RTMT-ALERT PEPeerNodeFailure

Rene Mueller · ‎03-15-2013

Hi Folks!

We have three Unified Presence Nodes running with Systemversion 8.6.4.12900-2. Since I enabled RTMT Email Alerts, I get the follogin Alert from time to time from different nodes (not always the same). Strange think is, that if I check service via serviceability interface, it is up and running without a new downtime:

[RTMT-ALERT-StandAloneCluster12487] PEPeerNodeFailure

PEPeerNodeFailureAlarmMessage : Node pe54005002: OUT-OF-SERVICE

AppID : Cisco UP Presence Engine

ClusterID : StandAloneCluster12487

NodeID : cups-01

TimeStamp : Fri Mar 15 09:59:00 CET 2013.

The alarm is generated on Fri Mar 15 09:59:00 CET 2013.

Hope someone can help me in this.

Thanks.

Regards

John Watkins · ‎01-24-2014

I'am also seeing a similar problem on System version: 8.6.5.10000-12. Followed by a "Split-Brain" effect where users from one node cannot see the status or IM contacts registered to the other node. Any thoughts?

PEPeerNodeFailureAlarmMessage : Node pe456272906: OUT-OF-SERVICE

AppID : Cisco UP Presence Engine ClusterID : StandAloneCluster8a2db

NodeID : sdep-cup02

TimeStamp : Thu Jan 23 22:00:54 CST 2014.

The alarm is generated on Thu Jan 23 22:00:54 CST 2014.

Manish Gogna · ‎01-24-2014

Please check the following bug

https://tools.cisco.com/bugsearch/bug/CSCuf74738/?reffering_site=dumpcr

PEPeerNodeFailureAlarmMessage alerts seen regularly in RTMT

CSCuf74738

Description

Symptom:
PEPeerNodeFailureAlarmMessage alerts seen regularly in RTMT
Conditions:
No particular conditions are met, it tends to happen over night.
Workaround:
None

HTH

Manish

Rene Mueller · ‎01-25-2014

Hi,

since I set the Trace Levels on Presence Server all back to default settings (some of them had a debug level setup), the error didn't come up again. We had the same error of inconsistance availability status.

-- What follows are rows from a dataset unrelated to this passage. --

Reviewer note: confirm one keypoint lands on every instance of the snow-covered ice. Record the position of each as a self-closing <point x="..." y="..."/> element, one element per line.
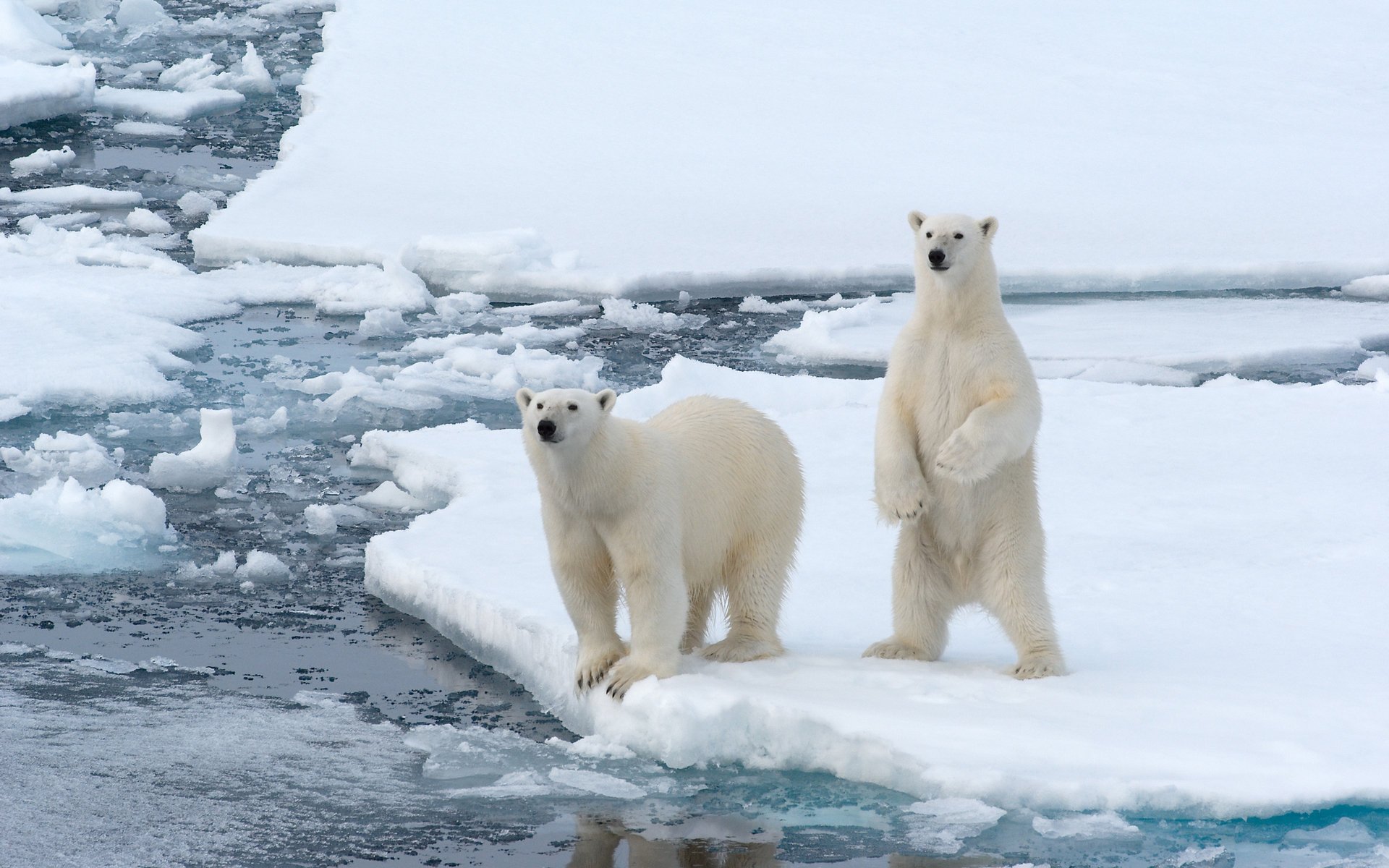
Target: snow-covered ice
<point x="166" y="106"/>
<point x="63" y="527"/>
<point x="1163" y="341"/>
<point x="42" y="161"/>
<point x="1223" y="621"/>
<point x="206" y="466"/>
<point x="608" y="152"/>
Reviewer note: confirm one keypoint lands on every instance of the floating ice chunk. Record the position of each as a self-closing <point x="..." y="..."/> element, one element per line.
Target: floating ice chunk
<point x="25" y="35"/>
<point x="756" y="305"/>
<point x="1375" y="286"/>
<point x="638" y="317"/>
<point x="391" y="496"/>
<point x="381" y="321"/>
<point x="946" y="822"/>
<point x="196" y="205"/>
<point x="169" y="106"/>
<point x="208" y="464"/>
<point x="64" y="527"/>
<point x="263" y="427"/>
<point x="263" y="566"/>
<point x="72" y="196"/>
<point x="1345" y="831"/>
<point x="142" y="14"/>
<point x="149" y="129"/>
<point x="356" y="289"/>
<point x="42" y="161"/>
<point x="324" y="520"/>
<point x="598" y="783"/>
<point x="1085" y="827"/>
<point x="13" y="409"/>
<point x="66" y="456"/>
<point x="192" y="74"/>
<point x="143" y="220"/>
<point x="33" y="92"/>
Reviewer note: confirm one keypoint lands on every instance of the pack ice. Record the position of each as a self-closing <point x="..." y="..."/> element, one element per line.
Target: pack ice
<point x="637" y="152"/>
<point x="1215" y="585"/>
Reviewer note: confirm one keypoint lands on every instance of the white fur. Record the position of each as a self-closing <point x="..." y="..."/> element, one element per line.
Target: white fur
<point x="953" y="457"/>
<point x="705" y="499"/>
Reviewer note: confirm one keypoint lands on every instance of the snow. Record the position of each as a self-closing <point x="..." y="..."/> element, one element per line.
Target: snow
<point x="42" y="161"/>
<point x="166" y="106"/>
<point x="1162" y="341"/>
<point x="206" y="466"/>
<point x="71" y="196"/>
<point x="637" y="152"/>
<point x="34" y="92"/>
<point x="66" y="456"/>
<point x="27" y="36"/>
<point x="143" y="220"/>
<point x="1192" y="532"/>
<point x="145" y="128"/>
<point x="1375" y="286"/>
<point x="63" y="527"/>
<point x="139" y="14"/>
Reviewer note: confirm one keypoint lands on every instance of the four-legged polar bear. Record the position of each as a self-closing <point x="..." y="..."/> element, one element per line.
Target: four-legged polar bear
<point x="953" y="457"/>
<point x="705" y="499"/>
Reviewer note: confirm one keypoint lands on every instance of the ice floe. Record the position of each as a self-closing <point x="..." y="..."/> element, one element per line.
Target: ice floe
<point x="1180" y="566"/>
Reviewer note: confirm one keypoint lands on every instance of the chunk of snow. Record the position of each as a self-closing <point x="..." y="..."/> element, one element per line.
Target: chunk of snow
<point x="142" y="14"/>
<point x="146" y="128"/>
<point x="1375" y="286"/>
<point x="208" y="464"/>
<point x="1142" y="599"/>
<point x="167" y="106"/>
<point x="196" y="205"/>
<point x="637" y="317"/>
<point x="763" y="178"/>
<point x="66" y="456"/>
<point x="42" y="161"/>
<point x="1085" y="827"/>
<point x="64" y="527"/>
<point x="72" y="196"/>
<point x="143" y="220"/>
<point x="381" y="321"/>
<point x="27" y="36"/>
<point x="391" y="496"/>
<point x="263" y="567"/>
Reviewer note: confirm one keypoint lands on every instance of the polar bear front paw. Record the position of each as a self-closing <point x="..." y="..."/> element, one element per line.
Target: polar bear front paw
<point x="593" y="665"/>
<point x="626" y="673"/>
<point x="895" y="649"/>
<point x="963" y="460"/>
<point x="1038" y="667"/>
<point x="902" y="499"/>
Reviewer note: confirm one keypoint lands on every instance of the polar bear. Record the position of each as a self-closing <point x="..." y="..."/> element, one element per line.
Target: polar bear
<point x="702" y="501"/>
<point x="953" y="457"/>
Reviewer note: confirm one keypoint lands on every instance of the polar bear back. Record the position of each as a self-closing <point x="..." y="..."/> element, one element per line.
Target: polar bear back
<point x="742" y="492"/>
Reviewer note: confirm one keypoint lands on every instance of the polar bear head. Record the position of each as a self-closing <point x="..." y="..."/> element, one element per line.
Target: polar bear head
<point x="949" y="244"/>
<point x="564" y="418"/>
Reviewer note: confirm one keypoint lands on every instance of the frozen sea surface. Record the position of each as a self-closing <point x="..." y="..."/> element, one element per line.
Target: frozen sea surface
<point x="216" y="686"/>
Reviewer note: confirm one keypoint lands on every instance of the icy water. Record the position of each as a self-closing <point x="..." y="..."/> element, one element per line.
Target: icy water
<point x="160" y="714"/>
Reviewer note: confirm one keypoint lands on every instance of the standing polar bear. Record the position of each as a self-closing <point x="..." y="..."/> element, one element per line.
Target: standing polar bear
<point x="705" y="499"/>
<point x="953" y="457"/>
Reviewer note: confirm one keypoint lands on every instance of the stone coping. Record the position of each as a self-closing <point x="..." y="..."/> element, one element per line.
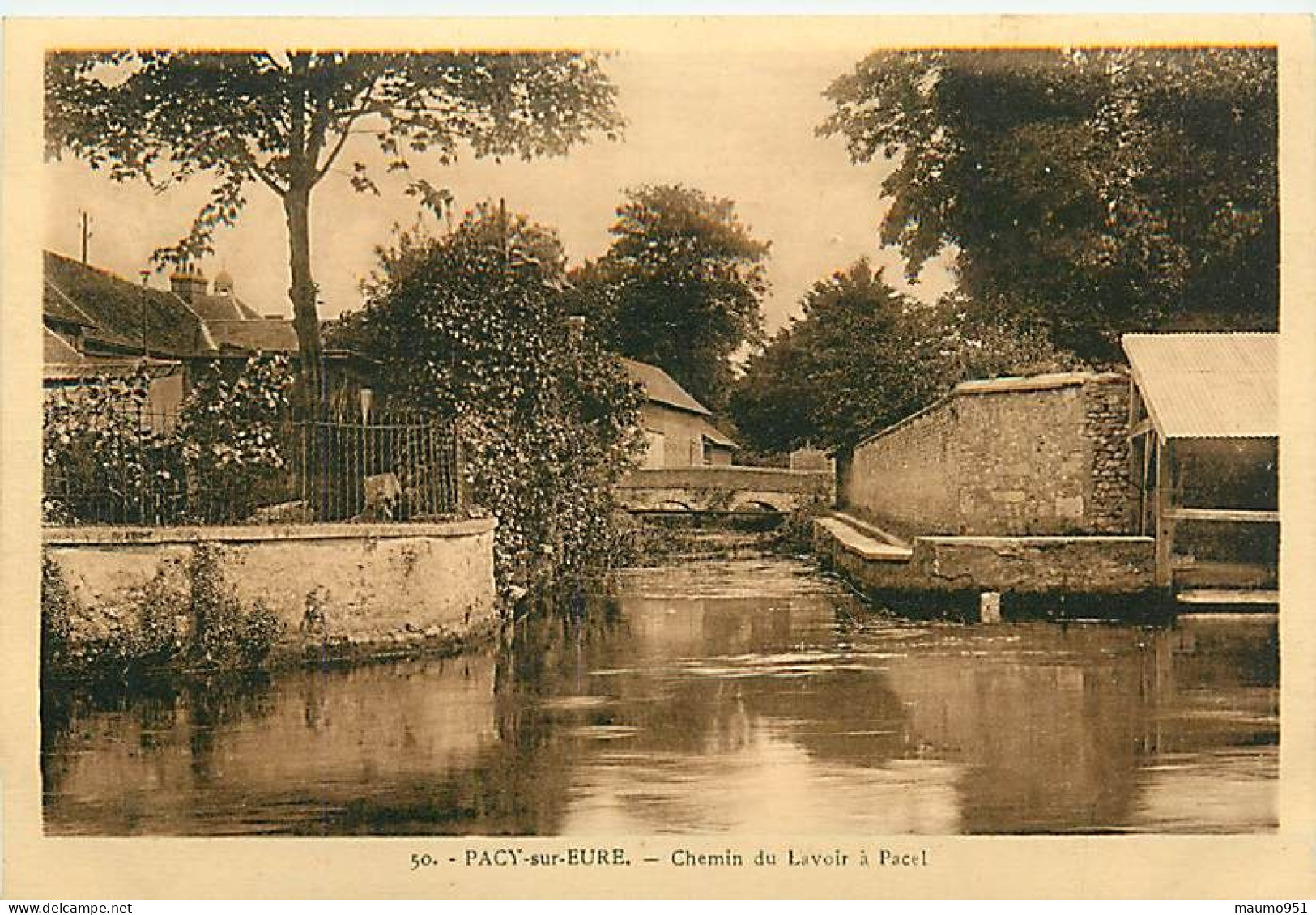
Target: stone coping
<point x="250" y="534"/>
<point x="722" y="470"/>
<point x="1036" y="540"/>
<point x="1008" y="385"/>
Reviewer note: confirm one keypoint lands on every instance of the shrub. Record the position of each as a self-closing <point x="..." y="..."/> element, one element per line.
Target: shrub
<point x="474" y="326"/>
<point x="158" y="626"/>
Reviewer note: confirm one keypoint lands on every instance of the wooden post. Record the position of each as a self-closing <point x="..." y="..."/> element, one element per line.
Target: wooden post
<point x="1164" y="515"/>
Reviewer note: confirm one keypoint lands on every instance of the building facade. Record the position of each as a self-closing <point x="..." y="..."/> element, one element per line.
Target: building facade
<point x="677" y="427"/>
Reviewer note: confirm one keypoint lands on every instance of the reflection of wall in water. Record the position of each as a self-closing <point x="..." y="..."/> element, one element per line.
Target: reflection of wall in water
<point x="312" y="738"/>
<point x="1061" y="746"/>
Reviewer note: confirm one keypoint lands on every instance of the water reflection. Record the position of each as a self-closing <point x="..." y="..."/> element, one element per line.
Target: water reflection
<point x="715" y="696"/>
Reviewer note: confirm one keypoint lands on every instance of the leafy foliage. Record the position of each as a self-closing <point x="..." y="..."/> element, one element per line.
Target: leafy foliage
<point x="474" y="324"/>
<point x="863" y="355"/>
<point x="158" y="626"/>
<point x="228" y="432"/>
<point x="1088" y="191"/>
<point x="109" y="458"/>
<point x="284" y="120"/>
<point x="98" y="439"/>
<point x="680" y="286"/>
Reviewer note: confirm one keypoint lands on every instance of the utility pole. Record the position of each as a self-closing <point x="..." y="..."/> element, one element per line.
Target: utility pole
<point x="86" y="227"/>
<point x="147" y="275"/>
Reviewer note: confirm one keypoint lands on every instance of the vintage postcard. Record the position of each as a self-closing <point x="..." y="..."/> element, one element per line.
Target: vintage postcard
<point x="659" y="458"/>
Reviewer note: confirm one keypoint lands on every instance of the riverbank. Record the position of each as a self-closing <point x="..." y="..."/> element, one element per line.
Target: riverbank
<point x="699" y="696"/>
<point x="126" y="601"/>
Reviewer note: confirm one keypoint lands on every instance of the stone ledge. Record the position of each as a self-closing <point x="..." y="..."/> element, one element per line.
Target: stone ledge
<point x="122" y="534"/>
<point x="1037" y="540"/>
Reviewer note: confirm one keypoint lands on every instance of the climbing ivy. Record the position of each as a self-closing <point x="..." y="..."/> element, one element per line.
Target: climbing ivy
<point x="474" y="324"/>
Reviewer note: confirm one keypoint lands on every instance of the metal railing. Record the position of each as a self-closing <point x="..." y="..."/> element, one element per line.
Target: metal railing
<point x="393" y="466"/>
<point x="382" y="468"/>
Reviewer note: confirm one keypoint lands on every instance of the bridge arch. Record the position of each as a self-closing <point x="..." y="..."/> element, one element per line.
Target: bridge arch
<point x="673" y="506"/>
<point x="754" y="506"/>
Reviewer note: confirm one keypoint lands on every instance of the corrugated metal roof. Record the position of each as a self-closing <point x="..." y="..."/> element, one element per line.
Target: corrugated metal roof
<point x="661" y="387"/>
<point x="1208" y="385"/>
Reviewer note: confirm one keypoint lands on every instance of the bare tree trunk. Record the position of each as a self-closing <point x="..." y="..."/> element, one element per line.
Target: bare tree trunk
<point x="305" y="317"/>
<point x="296" y="204"/>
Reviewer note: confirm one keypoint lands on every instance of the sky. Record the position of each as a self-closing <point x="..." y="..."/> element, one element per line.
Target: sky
<point x="737" y="124"/>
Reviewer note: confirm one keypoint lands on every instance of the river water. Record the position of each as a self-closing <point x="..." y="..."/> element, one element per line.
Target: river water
<point x="712" y="696"/>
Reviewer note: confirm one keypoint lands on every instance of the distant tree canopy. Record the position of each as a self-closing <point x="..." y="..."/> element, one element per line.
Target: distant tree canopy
<point x="284" y="120"/>
<point x="680" y="286"/>
<point x="863" y="355"/>
<point x="474" y="324"/>
<point x="1088" y="191"/>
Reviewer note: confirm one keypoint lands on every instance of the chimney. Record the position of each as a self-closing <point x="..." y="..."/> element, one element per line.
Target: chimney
<point x="224" y="283"/>
<point x="189" y="282"/>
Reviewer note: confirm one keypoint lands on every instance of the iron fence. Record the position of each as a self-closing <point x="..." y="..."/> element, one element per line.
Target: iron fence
<point x="395" y="466"/>
<point x="382" y="468"/>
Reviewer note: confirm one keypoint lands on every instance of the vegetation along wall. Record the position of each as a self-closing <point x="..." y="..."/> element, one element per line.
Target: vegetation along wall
<point x="320" y="585"/>
<point x="1046" y="454"/>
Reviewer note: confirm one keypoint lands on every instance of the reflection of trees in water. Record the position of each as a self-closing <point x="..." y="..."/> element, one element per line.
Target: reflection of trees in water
<point x="519" y="784"/>
<point x="1050" y="727"/>
<point x="153" y="713"/>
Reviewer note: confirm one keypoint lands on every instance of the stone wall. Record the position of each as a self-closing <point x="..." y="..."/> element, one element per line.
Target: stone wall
<point x="1084" y="565"/>
<point x="364" y="585"/>
<point x="724" y="489"/>
<point x="1020" y="456"/>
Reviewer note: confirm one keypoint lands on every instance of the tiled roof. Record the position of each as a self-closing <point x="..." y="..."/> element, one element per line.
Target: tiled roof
<point x="712" y="435"/>
<point x="62" y="362"/>
<point x="119" y="309"/>
<point x="659" y="387"/>
<point x="267" y="334"/>
<point x="1208" y="385"/>
<point x="57" y="349"/>
<point x="220" y="309"/>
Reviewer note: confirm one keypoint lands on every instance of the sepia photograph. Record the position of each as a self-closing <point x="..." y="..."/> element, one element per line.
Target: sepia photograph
<point x="678" y="440"/>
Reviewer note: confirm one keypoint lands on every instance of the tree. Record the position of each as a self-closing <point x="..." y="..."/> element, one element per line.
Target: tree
<point x="474" y="324"/>
<point x="1091" y="191"/>
<point x="284" y="120"/>
<point x="862" y="357"/>
<point x="680" y="286"/>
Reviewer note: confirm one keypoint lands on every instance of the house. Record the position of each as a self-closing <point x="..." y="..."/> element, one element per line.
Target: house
<point x="1204" y="432"/>
<point x="677" y="425"/>
<point x="99" y="326"/>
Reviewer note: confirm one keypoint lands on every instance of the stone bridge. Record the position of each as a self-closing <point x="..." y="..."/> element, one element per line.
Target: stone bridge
<point x="726" y="489"/>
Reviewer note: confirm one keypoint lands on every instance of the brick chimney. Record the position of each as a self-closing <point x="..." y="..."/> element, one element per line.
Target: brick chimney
<point x="189" y="282"/>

John Watkins · ‎01-28-2014

Thanks Rene,

We also experienced a network fail-over that seemed to kick off all our problems. After the CUP servers replicated and started migrating users, the nodes would reach high Virtual Memory and CPU and the processes would either crash or the servers would hang.

during after hours we were able to at least stabalize the servers so they weren't crashing (still had high VirtualMemory and SWAP) with some speradic CPU util, and that's when we noticed the "split Brain" effect.

Based on your suggestion Rene, we looked at the trace settings and noticed all were set to debug. We turned them all off and restarted the CUP XCP Config manager, and then CUP XCP Router on the Sub node. the Sub node came back up and we were able to see status and IM to user one the PUB. After a few days of a working scenario we restart the CUP XCP Config and CUP XCP Router on the PUB, which restored virtualmemory and SWAP back to a normal operating conditions.